At a median follow-up of about 3.5 years, six of the eight women (75%) needed no additional treatment and reported no return of symptoms. One patient required a second embolization after 15 months due to recurring pain, and another eventually needed a hysterectomy after six years when her cervical fibroid regrew. No complications or adverse events were reported during or after the procedures, though one patient experienced temporary loss of periods.
UAE avoids the surgical risks unique to cervical myomectomy, particularly the challenge of operating near the bladder and ureters. However, it may not be ideal for women actively trying to conceive, as its effects on future fertility are still not fully established. For women whose primary goal is symptom relief, it offers a viable middle ground between medication and surgery.
Signs a Fibroid May Be Blocking Your Cervix
The symptoms depend on the degree of obstruction. Partial blockage often shows up as increasingly painful periods, because blood has to force its way through a narrowed opening.
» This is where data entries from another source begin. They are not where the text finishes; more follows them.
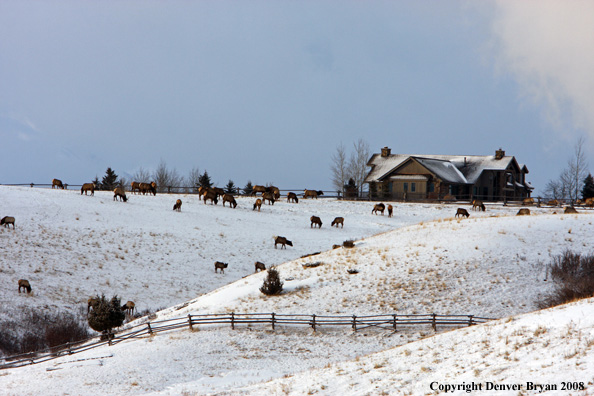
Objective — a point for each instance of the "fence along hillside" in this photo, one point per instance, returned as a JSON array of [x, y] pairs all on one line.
[[388, 322]]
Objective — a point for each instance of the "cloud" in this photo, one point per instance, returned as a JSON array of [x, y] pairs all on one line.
[[547, 45]]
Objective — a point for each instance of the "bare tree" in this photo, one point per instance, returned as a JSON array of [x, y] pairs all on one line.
[[358, 163], [339, 168]]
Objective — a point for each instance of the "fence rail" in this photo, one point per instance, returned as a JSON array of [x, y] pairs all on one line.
[[390, 322]]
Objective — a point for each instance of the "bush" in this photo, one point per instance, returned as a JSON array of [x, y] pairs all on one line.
[[272, 284], [574, 275]]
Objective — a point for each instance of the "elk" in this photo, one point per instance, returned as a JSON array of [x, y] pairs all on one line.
[[88, 187], [462, 212], [220, 266], [337, 221], [25, 285], [57, 184], [229, 198], [310, 193], [120, 193], [378, 208], [257, 204], [292, 197], [7, 221], [315, 220], [283, 241]]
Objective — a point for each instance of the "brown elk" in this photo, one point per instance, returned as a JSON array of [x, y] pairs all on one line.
[[220, 266], [282, 241], [462, 212], [315, 220], [292, 197], [337, 221], [129, 308], [25, 285], [268, 196], [88, 187], [378, 208], [7, 221], [310, 193], [56, 183], [212, 196], [257, 204], [229, 198], [120, 193]]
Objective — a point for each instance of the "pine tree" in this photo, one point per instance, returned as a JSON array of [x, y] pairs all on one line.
[[272, 284], [588, 190], [110, 180], [105, 315], [249, 188], [204, 180], [230, 188]]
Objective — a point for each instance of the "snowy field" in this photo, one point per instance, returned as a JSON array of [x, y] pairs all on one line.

You might notice your periods becoming lighter or more prolonged as flow is restricted. Complete blockage can cause periods to stop altogether while pelvic pressure and pain continue to build, since blood is trapped inside the uterus.
Other signs include pelvic heaviness or a sensation of pressure low in the pelvis, urinary frequency from the fibroid pressing on the bladder, and pain during intercourse. If a fibroid is large enough to obstruct the cervix, it’s often large enough to be felt during a pelvic exam. Any combination of worsening pelvic pain with lighter or absent periods warrants imaging to check for obstruction.